Alors qu’a débuté hier à Bruxelles un 4ième tour de table entre européens et britanniques, un dernier rendez-vous avant le sommet européen d’octobre qui servira de premier examen des avancées des négociations sur le Brexit, il est programmé aujourd’hui une rencontre entre la première ministre britannique, Theresa May, et le président du Conseil européen, Donald Tusk. Ce sera l’occasion pour ce dernier de demander davantage de précisions sur les nouvelles attentes de Londres en matière de Brexit, notamment sur ses nouvelles velléités ; dévoilées la semaine dernière à Florence ; d’assurer une période de transition après mars 2019 et sur les moyens qu’elle compte investir pour sceller cet accord. On attend toujours du côté européen une proposition chiffrée de la part de la somme destinée à solder les engagements financiers du Royaume-Uni vis-à-vis de l’UE et du budget européen couvrant la période 2014-2020.

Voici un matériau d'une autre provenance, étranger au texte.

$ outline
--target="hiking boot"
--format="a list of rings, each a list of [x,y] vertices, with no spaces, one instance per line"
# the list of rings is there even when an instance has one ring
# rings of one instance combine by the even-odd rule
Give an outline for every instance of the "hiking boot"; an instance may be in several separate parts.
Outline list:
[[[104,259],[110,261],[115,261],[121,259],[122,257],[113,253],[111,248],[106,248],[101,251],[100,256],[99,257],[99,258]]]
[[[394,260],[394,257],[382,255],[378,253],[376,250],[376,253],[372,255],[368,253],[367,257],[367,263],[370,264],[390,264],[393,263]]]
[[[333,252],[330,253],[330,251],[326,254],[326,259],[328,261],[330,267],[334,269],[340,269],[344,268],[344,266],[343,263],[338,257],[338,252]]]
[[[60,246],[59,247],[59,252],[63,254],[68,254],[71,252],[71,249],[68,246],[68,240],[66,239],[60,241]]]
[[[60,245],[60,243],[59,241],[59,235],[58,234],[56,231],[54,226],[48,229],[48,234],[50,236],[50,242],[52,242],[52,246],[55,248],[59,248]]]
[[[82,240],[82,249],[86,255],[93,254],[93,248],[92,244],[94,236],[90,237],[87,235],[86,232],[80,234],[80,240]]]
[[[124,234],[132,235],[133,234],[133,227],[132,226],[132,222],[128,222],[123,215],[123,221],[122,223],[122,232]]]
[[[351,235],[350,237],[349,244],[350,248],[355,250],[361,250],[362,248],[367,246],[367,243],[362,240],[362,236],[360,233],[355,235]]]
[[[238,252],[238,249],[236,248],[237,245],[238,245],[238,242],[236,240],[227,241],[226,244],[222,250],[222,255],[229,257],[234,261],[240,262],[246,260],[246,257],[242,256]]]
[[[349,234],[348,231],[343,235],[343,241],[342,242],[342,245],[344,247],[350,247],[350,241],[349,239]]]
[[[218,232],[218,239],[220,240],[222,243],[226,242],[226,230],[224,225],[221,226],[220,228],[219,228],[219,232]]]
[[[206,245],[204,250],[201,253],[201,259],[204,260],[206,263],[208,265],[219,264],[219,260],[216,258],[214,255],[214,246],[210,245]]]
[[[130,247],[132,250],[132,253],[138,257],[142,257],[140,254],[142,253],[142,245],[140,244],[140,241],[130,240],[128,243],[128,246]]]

Les paires à suivre ce mardi 26 septembre 2017 : EUR/CHF & EUR/JPY – Valeurs refuges recherchées pour se prémunir contre le retour des incertitudes politiques en Europe

La paire EUR/CHF se maintient sous le niveau de ₣1,15 et pourrait tester le seuil de ₣1,14 tandis que la paire EUR/JPY est ce matin de retour sur les niveaux de ¥132.